Citi's Chua upbeat, but others remain more cautious
(SINGAPORE) So much for cautious optimism. One of the more bullish forecasters in town now says that GDP growth of more than 8 per cent is 'achievable' for Singapore in 2010, even if exports expand only modestly.
Officially, Citigroup is looking at a 2.7 per cent GDP contraction here in 2009, and a 6.2 per cent growth rebound next year - already at the high end of market forecasts.
But at a CEO luncheon yesterday, Chua Hak Bin, head of Singapore research at Citi, painted a bullish all-stars-aligned scenario that could have GDP growth back up to erstwhile robust levels, just a year after recession.
'This recovery looks more like a normal V than U or L,' he said.
One of three panellists at a discussion on 'The Recovery: Is it for Real?' at the luncheon, Dr Chua said a synchronised global recovery, aggressive fiscal and monetary policies globally and in Singapore, as well as conducive local factors, make for a virtuous confluence that could spell a strong rebound here next year.
While the job market remains the wild card, a liberal pro-immigration policy and the timely opening of the two integrated resorts in the first quarter of 2010 suggests that employment could well grow by more than 100,000 jobs next year, he said.
Citi's forecasts expect jobs growth from the second half of 2009 through 2010, and GDP gains of near-10 per cent by the first quarter of 2010. Indeed, there's a good chance that current Q3 growth - which Citi has estimated at negative 1.9 per cent - may turn positive, given strong July manufacturing figures, its analysts say.
Overall, a post-crisis approach of low income tax, fiscal flexibility and pro-immigration bodes well for Singapore, Dr Chua said. And 'so long as exports are not contracting', GDP growth of more than 8 per cent next year is possible, he added.
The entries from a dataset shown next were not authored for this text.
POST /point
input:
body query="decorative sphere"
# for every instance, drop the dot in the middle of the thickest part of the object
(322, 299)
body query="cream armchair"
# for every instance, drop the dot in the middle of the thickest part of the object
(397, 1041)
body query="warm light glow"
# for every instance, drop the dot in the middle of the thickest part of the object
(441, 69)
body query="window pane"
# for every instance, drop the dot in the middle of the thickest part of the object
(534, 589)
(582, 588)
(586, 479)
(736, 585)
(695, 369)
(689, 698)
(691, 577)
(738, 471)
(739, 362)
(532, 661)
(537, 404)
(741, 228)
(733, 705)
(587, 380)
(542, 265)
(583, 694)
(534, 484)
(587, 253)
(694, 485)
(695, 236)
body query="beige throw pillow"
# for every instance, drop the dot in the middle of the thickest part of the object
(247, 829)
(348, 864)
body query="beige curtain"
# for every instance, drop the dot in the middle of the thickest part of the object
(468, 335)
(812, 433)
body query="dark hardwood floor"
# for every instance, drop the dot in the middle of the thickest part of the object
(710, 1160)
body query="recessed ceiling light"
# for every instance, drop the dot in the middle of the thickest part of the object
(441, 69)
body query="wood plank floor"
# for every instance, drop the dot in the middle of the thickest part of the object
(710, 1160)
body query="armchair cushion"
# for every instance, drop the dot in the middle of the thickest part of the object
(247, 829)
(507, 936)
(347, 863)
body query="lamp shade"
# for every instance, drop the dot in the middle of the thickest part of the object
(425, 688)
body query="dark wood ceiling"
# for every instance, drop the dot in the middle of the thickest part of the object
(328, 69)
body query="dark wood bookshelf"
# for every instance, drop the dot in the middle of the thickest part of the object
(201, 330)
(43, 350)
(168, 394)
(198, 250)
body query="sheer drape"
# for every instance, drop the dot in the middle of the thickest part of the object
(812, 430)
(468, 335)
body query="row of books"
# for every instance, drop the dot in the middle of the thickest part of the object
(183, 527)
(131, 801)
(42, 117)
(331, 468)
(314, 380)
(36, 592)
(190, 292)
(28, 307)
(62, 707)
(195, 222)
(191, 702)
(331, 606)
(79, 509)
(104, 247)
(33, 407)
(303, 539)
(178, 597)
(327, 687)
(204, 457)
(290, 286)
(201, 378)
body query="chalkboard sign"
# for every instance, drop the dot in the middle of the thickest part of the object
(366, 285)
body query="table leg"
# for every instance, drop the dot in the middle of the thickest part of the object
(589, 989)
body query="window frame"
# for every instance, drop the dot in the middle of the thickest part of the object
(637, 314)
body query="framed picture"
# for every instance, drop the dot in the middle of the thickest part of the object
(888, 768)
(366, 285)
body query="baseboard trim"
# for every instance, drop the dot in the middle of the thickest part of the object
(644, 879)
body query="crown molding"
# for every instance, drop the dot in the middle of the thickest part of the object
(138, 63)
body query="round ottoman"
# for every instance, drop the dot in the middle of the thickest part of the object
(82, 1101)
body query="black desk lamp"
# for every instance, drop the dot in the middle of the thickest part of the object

The Ministry of Trade and Industry's forecast sees the Singapore economy contracting by between 4 and 6 per cent in 2009. Private sector economists - confidence boosted by Q2's spectacular rebound - have recently raised their forecasts of 2010 growth to a median 4.5 per cent. Citi's 'more than 8 per cent' projection would now top the league.
But not everyone at the luncheon - jointly organised by NUS Business School and BT - shared Dr Chua's strong optimism.
Fellow panellist Chang Tou Chen, head of advisory and deputy head of coverage, Asia-Pacific, at HSBC, was also unabashedly bullish - particularly on Asia. But Bernard Yeung, dean of NUS Business School and the third member of the panel, tempered the euphoric optimism on the panel with his warnings about structural and fundamental problems still at hand.
While market conditions have certainly improved from rock bottom about half a year ago, the global economy remains far from healthy. 'Not all signs are positive,' Prof Yeung said.
US businesses are still only just replenishing depreciation, not quite investing, and there's still lots of deleveraging to go across the economy.
Asia is also beset with long-term structural problems: ageing populations, environmental stress, growing income disparities and consequent social unrest.
CEOs in the audience also questioned Dr Chua's bald optimism on Singapore, pointing to the lack of US demand. No amount of Chinese consumer spending can make up for weak, lacklustre demand from Americans, said one member of the audience.